Week of 161017

WLCG Operations Call details

  • At CERN the meeting room is 513 R-068.

  • For remote participation we use the Vidyo system. Instructions can be found here.

General Information

  • The purpose of the meeting is:
    • to report significant operational issues (i.e. issues which can or did degrade experiment or site operations) which are ongoing or were resolved after the previous meeting;
    • to announce or schedule interventions at Tier-1 sites;
    • to inform about recent or upcoming changes in the experiment activities or systems having a visible impact on sites;
    • to provide important news about the middleware;
    • to communicate any other information considered interesting for WLCG operations.
  • The meeting should run from 15:00 until 15:20, exceptionally to 15:30.
  • The SCOD rota for the next few weeks is at ScodRota
  • General information about the WLCG Service can be accessed from the Operations Web
  • Whenever a particular topic needs to be discussed at the daily meeting requiring information from site or experiments, it is highly recommended to announce it by email to wlcg-operations@cernSPAMNOTNOSPAMPLEASE.ch to make sure that the relevant parties have the time to collect the required information or invite the right people at the meeting.

Tier-1 downtimes

Experiments may experience problems if two or more of their Tier-1 sites are inaccessible at the same time. Therefore Tier-1 sites should do their best to avoid scheduling a downtime classified as "outage" in a time slot overlapping with an "outage" downtime already declared by another Tier-1 site supporting the same VO(s). The following procedure is recommended:
  1. A Tier-1 should check the downtimes calendar to see if another Tier-1 has already an "outage" downtime in the desired time slot.
  2. If there is a conflict, another time slot should be chosen.
  3. In case stronger constraints cannot allow to choose another time slot, the Tier-1 will point out the existence of the conflict to the SCOD mailing list and at the next WLCG operations call, to discuss it with the representatives of the experiments involved and the other Tier-1.
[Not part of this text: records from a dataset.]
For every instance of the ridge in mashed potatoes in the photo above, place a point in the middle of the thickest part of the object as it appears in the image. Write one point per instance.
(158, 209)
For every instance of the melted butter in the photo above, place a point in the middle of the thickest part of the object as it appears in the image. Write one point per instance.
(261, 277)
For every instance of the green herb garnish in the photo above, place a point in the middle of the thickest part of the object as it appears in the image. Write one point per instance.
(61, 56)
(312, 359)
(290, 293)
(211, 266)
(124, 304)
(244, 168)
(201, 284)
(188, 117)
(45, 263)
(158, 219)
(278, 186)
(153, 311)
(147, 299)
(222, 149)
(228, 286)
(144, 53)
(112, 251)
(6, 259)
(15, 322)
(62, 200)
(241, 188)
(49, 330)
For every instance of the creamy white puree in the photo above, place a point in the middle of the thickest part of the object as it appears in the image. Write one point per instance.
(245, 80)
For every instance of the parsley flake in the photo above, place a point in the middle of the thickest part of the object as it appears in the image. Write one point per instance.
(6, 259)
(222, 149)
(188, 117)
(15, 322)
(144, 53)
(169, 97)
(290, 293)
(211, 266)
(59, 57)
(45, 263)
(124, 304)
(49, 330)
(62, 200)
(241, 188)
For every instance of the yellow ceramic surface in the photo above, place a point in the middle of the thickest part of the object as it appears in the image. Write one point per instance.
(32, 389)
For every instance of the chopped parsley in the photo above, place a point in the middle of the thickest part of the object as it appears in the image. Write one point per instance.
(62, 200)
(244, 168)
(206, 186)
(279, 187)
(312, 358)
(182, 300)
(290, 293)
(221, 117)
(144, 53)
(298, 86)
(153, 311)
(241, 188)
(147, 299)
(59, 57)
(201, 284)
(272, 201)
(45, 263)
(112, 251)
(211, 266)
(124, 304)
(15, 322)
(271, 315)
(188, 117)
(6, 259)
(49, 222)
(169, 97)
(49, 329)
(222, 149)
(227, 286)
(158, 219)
As an additional precaution, the SCOD will check the downtimes calendar for Tier-1 "outage" downtime conflicts at least once during his/her shift, for the current and the following two weeks; in case a conflict is found, it will be discussed at the next operations call, or offline if at least one relevant experiment or site contact is absent.

Links to Tier-1 downtimes

ALICE ATLAS CMS LHCB
  BNL FNAL  

Monday

Attendance:

  • local: Maria Alandes (chair and minutes), Ivan Glushkov (ATLAS), Maarten Litmaath (ALICE), Fernando Meireles (Computing), Vincent Brillault (Security), Jesus Lopez (Storage), Alexei (LHCb), Alberto Aimar (Monitoring)
  • remote: Stefano Belforte (CMS), FaHui Lin (ASGC), Xin Zhao (BNL), Luca Lama and Antonio Falabella (CNAF), Vincenzo Spinoso (EGI), Dave Mason (FNAL), Rolf Rumler (IN2P3), Victor Zhiltsov (JINR), Xavier Mol (KIT), Andrew Pickford and Alexander Verkooijen (NL-T1), Chris Pipes (OSG), Gareth Smith (RAL), Di Qing (TRIUMF)

Experiments round table:

  • ATLAS reports (raw view) -
    • Quiet week - CHEP2016
    • Ongoing MC12 reprocessing (single core)
    • Frontiers loaded / brought down on Friday due to nasty reprocessing tasks - under investigation.

Maria asks whether the issues reported with Frontier are related to IN2P3 report. Ivan explains that the task causing these problems was aborted and that an internal investigation is still ongoing, but it looks like it could be related.

  • CMS reports (raw view) -
    • Running at full capacity
    • Managed to get up to 20% more resources when moved top HTCondor negotiator from CERN to FNAL. Reason for improvement still unclear (2.8 vs 2.6GHz ? PM vs VM ? ). Want to be able to get same performance on a CERN based machine, discussion opened with CERN Cloud Team INC: RQF:0654902
    • The long delays for data to be presented in Kibana dashboards (aka meter.cern.ch) have been addressed (successfully so far): INC:1156813

Maria asks whether the Kibana issues reported by CMS were also affecting other experiments. It seems this particular issue was affecting the CMS critical dashboard and it was related to FLUME configuration. Ivan adds that ATLAS has also experienced issues with stale data in Kibana, but they were fixed very quickly. Alberto explains that an upgrade from Kibana 3 to Kibana 4 is ongoing and all these instabilities should disappear in the latest version. Ivan asks whether Kibana 4 will require changes from the experiments and Alberto confirms so. Alberto adds that experiments will be contacted and documentation will be provided soon.

  • ALICE -
    • EOS crashes at CERN and other sites on Thu
      • Clients unexpectedly used signed URLs instead of encrypted XML tokens
      • The switch was due to one AliEn DB table being temporarily unavailable
        • and a wrong default (now fixed)
      • The EOS devs have been asked to support the new scheme
        and avoid that unexpected requests crash the service
    • CERN: alarm GGUS:124447 opened Fri evening
      • none of the CREAM CEs were usable
      • fixed very quickly, thanks!

  • LHCb reports (raw view) -
    • Activity
      • Monte Carlo simulation, data reconstruction/stripping and user jobs on the Grid
    • Sites

CNAF confirms the ticket opened 1h before the meeting is in progress although they don't have details from the experts at this moment.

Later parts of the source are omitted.